Delta Air Lines said it will buy almost half of Virgin Atlantic for $360 million as it tries to catch up to rivals in the lucrative New York-to-London travel market.

Delta plans to form a joint venture with Virgin Atlantic so they can sell seats on each other's flights, share the costs and profits, and set the flight schedules in ways that help both airlines. American Airlines has a similar deal with British Airways.

Because Delta would be setting fares and schedules in co-ordination with an airline it used to compete with, it said it will need antitrust approval from U.S. and European regulators in order to form a joint venture. Delta said the share purchase will happen with or without antitrust approval.
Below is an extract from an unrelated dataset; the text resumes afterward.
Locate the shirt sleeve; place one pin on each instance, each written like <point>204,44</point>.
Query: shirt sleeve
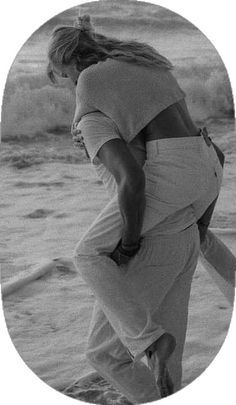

Delta is aiming to have the joint operation running by the end of 2013.

The deal won't add flights between the U.S. and Britain. But travel will be more seamless. Travelers would be able to buy one plane ticket from, say, Lansing, Mich. on Delta and connect in New York to a Virgin Atlantic flight to London. Travellers from Europe will also have a smoother transition onto Delta flights to locations inside the U.S. Delta said their frequent flier programs would be linked, too.

Combined, Delta and Virgin Atlantic have 31 flights a day in each direction between North America and the U.K., including nine each way between Heathrow and John F. Kennedy International Airport in New York and Newark Liberty International Airport in New Jersey.
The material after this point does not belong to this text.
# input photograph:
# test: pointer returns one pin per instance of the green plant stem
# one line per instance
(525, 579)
By itself, Delta has only three flights a day straight from New York to Heathrow. American and British Airways have 14 between them. And that's the problem. New York-to-London and back is one of the world's prime business travel routes. Delta has loads of travellers coming into its New York hubs at JFK and LaGuardia. But without more flights to bring those travellers on to London, Delta is at a serious disadvantage.

Landing rights at London's Heathrow Airport are limited, so Delta can't just add more flights there.

Buckingham Research analyst Daniel McKenzie wrote that Delta needed to fix its shortfall of London flights in order to win more business travellers. He estimated that the deal would bring Delta hundreds of millions of dollars in added revenue starting in 2014. Some of that business will probably come at American's expense, since it also has a hub at JFK, McKenzie wrote.

Sir Richard Branson will still own more than half of Virgin Atlantic, which will continue to fly as a separate airline under its own name. In 2000, Branson sold a stake to Singapore Airlines for 600.3 million pounds, or about $960 million at the time. That's the share that Delta is buying.

Virgin Atlantic has been struggling. It reported a pretax operating loss of 80.2 million British pounds in its most recent fiscal year, even as the number of passengers it carried rose 2 per cent. It indicated in 2010 that it might be interested in some kind of tie-up with another airline. British media reports at that time said that Delta was interested.

Branson's involvement gives Virgin Atlantic strong name recognition, but it is much smaller than Delta. Virgin Atlantic has 38 planes, compared to 725 for Delta. Delta carries some 160 million passengers per year, almost 30 times more than Virgin Atlantic.

Shares of Atlanta-based Delta Air Lines Inc. rose 73 cents, or 7.1 per cent, to $10.87 in morning trading.